Le quedaba lo más difícil por preguntar.

—¿De verdad te rayaron el coche?

—No. Me lo inventé.

La rápida respuesta de Katja la sorprendió, había esperado más resistencia por su parte. Era evidente que sólo deseaba poner punto final a esa penosa conversación.

—Está bien.

—¿No quieres saber mis motivos?

—En otro momento. Pero puedo imaginármelos.

—¡Qué listos sois los policías!

—Sólo quería ahorrarte el mal trago…

—No necesito la compasión de nadie. ¿Te enteras? Y menos de ti.

Sintió el pinchazo de dolor. Un dolor como el que se siente cuando uno se corta con un papel, más agudo porque, aunque uno ya se haya cortado en todos los dedos de la mano, siempre sorprende que un material tan inofensivo cause un corte tan profundo.

—¿Puedo marcharme?

—Sí, claro.

Katja Bamberger abandonó el despacho y dejó a la comisaria terminando para sí misma la frase que no le había dejado concluir.

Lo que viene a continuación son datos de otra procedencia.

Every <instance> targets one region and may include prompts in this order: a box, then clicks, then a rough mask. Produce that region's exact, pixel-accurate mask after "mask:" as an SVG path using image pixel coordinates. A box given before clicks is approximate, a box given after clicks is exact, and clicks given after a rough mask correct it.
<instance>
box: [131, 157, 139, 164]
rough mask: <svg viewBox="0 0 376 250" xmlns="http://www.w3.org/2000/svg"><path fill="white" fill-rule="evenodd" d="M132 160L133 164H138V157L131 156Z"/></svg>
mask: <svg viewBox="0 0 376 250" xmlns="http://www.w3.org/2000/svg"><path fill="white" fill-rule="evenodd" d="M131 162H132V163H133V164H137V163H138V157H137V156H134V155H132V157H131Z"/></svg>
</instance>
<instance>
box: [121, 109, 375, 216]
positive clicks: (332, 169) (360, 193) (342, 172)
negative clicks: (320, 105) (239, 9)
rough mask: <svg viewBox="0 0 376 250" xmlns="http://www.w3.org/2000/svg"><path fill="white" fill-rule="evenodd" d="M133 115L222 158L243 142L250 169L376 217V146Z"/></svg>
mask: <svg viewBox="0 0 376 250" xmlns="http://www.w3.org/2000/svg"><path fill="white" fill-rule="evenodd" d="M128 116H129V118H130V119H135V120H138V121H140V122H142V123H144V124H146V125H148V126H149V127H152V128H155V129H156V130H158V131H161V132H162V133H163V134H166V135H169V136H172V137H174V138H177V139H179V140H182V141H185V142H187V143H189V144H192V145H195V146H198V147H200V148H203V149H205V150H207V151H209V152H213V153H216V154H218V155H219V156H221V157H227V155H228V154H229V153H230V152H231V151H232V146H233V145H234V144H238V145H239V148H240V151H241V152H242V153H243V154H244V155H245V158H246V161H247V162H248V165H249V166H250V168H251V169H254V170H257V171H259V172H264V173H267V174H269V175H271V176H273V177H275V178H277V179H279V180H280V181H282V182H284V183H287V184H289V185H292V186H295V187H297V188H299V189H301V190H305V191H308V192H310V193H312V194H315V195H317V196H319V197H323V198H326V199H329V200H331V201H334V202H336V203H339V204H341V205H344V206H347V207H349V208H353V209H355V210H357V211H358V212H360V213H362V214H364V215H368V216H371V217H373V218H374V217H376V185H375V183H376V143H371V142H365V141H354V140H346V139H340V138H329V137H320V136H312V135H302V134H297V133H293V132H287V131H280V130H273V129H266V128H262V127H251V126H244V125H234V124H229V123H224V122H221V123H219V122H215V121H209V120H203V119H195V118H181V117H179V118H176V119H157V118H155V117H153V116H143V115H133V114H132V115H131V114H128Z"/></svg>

—Sólo quería ahorrarte el mal trago de que alguien te dijera en la cara que ese patético afán de protagonismo en esta ocasión te podría hacer sospechosa de asesinato, estúpida. Y que no sabes la suerte que has tenido de que lo haya descubierto yo.

Pegó una patada a la papelera y la volcó. Se acercó al perchero y sacó los cigarrillos y el mechero. Antes de salir a fumar, volvió a poner la papelera en su lugar y metió los papeles dentro.